System & Identity Modules
| Module | What it does | Key args |
|---|---|---|
ansible.builtin.user | Manage Linux users | name, state, shell, groups, append |
ansible.builtin.group | Manage Linux groups | name, state, gid |
ansible.builtin.systemd | Start / stop / enable services | name, state, enabled |
ansible.builtin.cron | Manage crontab entries | name, minute, hour, job |
ansible.builtin.hostname | Set the hostname | name |
ansible.builtin.mount | Mount filesystems and update fstab | path, src, fstype, state |
ansible.posix.sysctl | Set kernel runtime parameters | name, value, sysctl_set |
ansible.posix.firewalld | Manage firewalld rules | service, port, state, permanent |
ansible.builtin.selinux | Manage SELinux mode | policy, state |
ansible.builtin.timezone | Set system timezone | name |
Files & Templates Modules
| Module | What it does | Key args |
|---|---|---|
ansible.builtin.copy | Push a file to the remote host | src, dest, owner, group, mode, backup |
ansible.builtin.template | Render a Jinja2 template, then push | src, dest, owner, group, mode |
ansible.builtin.fetch | Pull a file from the remote host | src, dest, flat |
ansible.builtin.file | Set permissions, create dirs, symlinks | path, state, mode, owner |
ansible.builtin.lineinfile | Ensure a single line exists in a file | path, regexp, line, state |
ansible.builtin.blockinfile | Manage a block of text in a file | path, marker, block |
ansible.builtin.replace | Replace text matching a regex | path, regexp, replace |
community.general.ini_file | Manage settings in INI files | path, section, option, value |
ansible.builtin.unarchive | Extract zip / tar / tgz archives | src, dest, remote_src |
ansible.builtin.stat | Inspect a file (exists, size, mtime…) | path |
Packages, Network & Database Modules
| Module | What it does | Key args |
|---|---|---|
ansible.builtin.dnf | Install / remove RPMs (OEL, RHEL 8+) | name, state |
ansible.builtin.yum | Same for older RHEL/CentOS | name, state |
ansible.builtin.apt | Debian / Ubuntu package manager | name, state, update_cache |
ansible.builtin.pip | Install Python packages | name, virtualenv |
ansible.builtin.get_url | Download a URL | url, dest, mode, checksum |
ansible.builtin.uri | HTTP request from the remote host | url, method, body, status_code |
ansible.builtin.git | Clone / pull a git repo | repo, dest, version |
community.mysql.mysql_db | Create / drop / dump MySQL DBs | name, state, target |
community.mysql.mysql_user | Manage MySQL users + grants | name, password, priv, state |
community.postgresql.postgresql_db | Create / drop PostgreSQL DBs | name, state, owner |
Discovering New Modules
BASH — exploring modules from the CLI
# show docs for a single module (interactive less view)
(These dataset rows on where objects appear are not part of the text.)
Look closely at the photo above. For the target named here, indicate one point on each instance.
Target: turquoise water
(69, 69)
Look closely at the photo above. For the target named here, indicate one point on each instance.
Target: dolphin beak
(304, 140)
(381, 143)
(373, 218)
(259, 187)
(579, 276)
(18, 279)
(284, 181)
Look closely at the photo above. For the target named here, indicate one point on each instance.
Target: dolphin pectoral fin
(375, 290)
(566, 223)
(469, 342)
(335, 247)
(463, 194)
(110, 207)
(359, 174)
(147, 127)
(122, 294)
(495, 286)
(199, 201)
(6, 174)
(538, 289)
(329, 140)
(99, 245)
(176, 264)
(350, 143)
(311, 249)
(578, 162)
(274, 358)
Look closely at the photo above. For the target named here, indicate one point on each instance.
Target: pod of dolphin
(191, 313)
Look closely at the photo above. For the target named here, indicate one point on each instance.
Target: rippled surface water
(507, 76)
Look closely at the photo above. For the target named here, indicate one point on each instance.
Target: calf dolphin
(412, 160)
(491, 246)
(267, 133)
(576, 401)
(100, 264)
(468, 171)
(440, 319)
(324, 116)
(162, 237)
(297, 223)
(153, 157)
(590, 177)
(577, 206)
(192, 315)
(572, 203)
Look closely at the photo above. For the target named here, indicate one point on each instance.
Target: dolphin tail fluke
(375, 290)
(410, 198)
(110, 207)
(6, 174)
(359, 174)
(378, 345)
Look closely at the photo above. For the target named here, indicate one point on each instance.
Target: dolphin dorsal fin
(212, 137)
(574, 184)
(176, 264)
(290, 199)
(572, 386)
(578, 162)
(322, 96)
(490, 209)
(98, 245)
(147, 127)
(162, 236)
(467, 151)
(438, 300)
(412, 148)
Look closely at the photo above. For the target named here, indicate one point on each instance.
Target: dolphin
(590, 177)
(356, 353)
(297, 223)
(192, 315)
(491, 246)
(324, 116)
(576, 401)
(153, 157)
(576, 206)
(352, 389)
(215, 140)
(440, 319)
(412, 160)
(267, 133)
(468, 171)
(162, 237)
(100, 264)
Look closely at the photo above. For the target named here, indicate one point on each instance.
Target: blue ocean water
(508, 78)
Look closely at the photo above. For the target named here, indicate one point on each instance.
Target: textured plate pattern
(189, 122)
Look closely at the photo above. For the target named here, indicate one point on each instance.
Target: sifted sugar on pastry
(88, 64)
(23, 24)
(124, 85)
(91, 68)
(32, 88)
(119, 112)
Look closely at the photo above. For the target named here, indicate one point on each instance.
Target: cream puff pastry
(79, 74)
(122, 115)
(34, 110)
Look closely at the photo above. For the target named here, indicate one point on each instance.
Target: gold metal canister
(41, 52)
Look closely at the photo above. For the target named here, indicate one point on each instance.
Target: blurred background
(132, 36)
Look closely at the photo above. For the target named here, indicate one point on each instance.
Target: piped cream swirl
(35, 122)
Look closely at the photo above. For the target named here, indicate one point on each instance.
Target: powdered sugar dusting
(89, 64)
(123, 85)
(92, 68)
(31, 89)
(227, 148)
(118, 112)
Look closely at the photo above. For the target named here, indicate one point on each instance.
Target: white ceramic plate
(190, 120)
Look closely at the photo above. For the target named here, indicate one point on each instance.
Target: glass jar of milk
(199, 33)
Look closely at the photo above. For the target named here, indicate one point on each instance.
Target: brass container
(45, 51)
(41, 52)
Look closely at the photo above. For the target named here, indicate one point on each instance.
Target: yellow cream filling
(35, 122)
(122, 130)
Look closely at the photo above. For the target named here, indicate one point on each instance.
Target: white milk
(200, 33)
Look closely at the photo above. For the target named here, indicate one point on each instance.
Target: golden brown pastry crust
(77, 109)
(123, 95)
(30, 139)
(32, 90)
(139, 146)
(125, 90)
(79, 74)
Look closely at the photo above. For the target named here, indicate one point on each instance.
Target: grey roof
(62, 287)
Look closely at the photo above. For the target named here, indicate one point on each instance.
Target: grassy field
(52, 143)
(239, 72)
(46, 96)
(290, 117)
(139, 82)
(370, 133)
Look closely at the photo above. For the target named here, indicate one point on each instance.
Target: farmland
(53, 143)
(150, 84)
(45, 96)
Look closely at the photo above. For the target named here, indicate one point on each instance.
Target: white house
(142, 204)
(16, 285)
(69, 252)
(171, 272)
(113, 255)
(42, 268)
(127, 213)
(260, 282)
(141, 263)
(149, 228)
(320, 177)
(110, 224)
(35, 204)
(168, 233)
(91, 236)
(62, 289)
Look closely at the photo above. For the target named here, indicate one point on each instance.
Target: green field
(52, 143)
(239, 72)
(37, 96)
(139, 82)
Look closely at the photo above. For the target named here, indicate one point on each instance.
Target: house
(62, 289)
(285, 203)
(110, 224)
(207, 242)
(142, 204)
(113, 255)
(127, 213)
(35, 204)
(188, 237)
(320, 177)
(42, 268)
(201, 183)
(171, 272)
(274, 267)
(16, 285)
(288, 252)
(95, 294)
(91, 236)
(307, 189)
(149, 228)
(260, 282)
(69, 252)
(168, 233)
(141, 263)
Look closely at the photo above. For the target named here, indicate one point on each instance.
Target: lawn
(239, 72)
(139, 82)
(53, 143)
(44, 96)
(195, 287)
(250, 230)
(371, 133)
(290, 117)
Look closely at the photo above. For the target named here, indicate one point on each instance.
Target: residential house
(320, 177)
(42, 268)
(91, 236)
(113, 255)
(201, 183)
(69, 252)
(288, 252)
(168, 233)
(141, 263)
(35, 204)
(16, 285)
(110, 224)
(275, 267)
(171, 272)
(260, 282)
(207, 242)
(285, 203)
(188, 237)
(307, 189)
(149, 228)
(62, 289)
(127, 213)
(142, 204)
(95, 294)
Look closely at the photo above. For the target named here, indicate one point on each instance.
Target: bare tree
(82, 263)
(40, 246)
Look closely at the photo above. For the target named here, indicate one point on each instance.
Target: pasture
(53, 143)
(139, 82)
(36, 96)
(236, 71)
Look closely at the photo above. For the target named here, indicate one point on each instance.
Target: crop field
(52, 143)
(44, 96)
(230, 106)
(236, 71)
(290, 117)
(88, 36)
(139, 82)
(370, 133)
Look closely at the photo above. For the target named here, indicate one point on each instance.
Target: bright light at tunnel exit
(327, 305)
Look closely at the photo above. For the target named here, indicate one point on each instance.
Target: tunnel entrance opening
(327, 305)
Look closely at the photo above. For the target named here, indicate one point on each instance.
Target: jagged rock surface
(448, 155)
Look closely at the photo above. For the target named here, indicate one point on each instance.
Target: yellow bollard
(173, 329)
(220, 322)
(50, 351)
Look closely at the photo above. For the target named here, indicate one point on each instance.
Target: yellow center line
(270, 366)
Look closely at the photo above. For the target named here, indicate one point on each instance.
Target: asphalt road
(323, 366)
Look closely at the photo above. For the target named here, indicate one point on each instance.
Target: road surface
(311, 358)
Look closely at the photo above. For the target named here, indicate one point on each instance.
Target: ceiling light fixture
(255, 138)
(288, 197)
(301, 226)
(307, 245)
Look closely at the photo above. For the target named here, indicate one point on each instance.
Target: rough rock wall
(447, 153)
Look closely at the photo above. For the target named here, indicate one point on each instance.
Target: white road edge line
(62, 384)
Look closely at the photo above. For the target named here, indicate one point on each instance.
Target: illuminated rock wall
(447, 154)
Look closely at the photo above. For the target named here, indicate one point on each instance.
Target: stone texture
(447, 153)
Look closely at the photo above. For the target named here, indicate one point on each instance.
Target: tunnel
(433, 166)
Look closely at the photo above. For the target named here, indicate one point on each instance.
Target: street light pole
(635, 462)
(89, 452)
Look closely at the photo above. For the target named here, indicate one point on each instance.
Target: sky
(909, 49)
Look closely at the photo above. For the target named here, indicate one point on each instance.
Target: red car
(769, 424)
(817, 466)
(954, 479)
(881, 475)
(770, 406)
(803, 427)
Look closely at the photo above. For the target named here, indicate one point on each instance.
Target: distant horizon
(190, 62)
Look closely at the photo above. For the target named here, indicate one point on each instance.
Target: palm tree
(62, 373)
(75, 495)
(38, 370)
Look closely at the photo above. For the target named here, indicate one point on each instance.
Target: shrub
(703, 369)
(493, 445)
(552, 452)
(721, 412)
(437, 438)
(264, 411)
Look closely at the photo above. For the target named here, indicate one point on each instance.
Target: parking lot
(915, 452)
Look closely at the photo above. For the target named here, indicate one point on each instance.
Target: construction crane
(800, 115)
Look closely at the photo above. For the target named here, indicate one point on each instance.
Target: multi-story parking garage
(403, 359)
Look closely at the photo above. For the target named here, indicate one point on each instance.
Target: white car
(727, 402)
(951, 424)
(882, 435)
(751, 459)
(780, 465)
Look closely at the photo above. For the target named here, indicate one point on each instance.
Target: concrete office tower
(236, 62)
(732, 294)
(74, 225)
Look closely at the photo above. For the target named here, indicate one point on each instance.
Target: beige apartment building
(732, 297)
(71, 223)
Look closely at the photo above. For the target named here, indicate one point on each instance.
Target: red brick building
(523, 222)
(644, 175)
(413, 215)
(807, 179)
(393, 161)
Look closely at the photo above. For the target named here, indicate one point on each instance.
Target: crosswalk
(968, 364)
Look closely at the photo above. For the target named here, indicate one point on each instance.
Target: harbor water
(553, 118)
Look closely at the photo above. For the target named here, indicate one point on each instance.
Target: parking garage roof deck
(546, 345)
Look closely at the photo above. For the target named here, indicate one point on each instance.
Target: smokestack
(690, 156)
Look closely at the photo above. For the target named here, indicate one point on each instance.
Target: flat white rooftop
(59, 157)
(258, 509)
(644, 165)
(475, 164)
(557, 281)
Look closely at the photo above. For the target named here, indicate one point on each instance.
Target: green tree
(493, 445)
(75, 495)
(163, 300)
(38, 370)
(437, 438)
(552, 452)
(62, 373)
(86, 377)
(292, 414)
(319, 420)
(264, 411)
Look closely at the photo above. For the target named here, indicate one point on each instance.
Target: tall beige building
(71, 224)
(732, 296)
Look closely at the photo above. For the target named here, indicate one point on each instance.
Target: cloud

ansible-doc ansible.builtin.user
# list every module ansible knows about (3000+ lines)
ansible-doc -l
# search by keyword
ansible-doc -l | grep -i firewall
# show what arguments a module accepts (fast)
ansible-doc -s ansible.builtin.systemd
# ↑ prints a YAML snippet you can paste into a playbook
💡 Tip: Bookmark
ansible-doc -s <module>. It dumps a YAML skeleton with every argument commented — copy it into your playbook and fill in the values you need. Fully-Qualified Names — Why You Should Use Them
Older playbooks used short names like user: or copy:. New code should
use the fully-qualified collection name (FQCN): ansible.builtin.user:,
ansible.builtin.copy:. This is unambiguous, explicit, and avoids name collisions
when two collections happen to ship a module of the same name.
⚠ Warning: Ansible 2.10+ deprecated short names for modules outside
ansible.builtin.*. Always FQCN community modules: community.mysql.mysql_db rather than just mysql_db. The short form may keep working, but the linter will warn.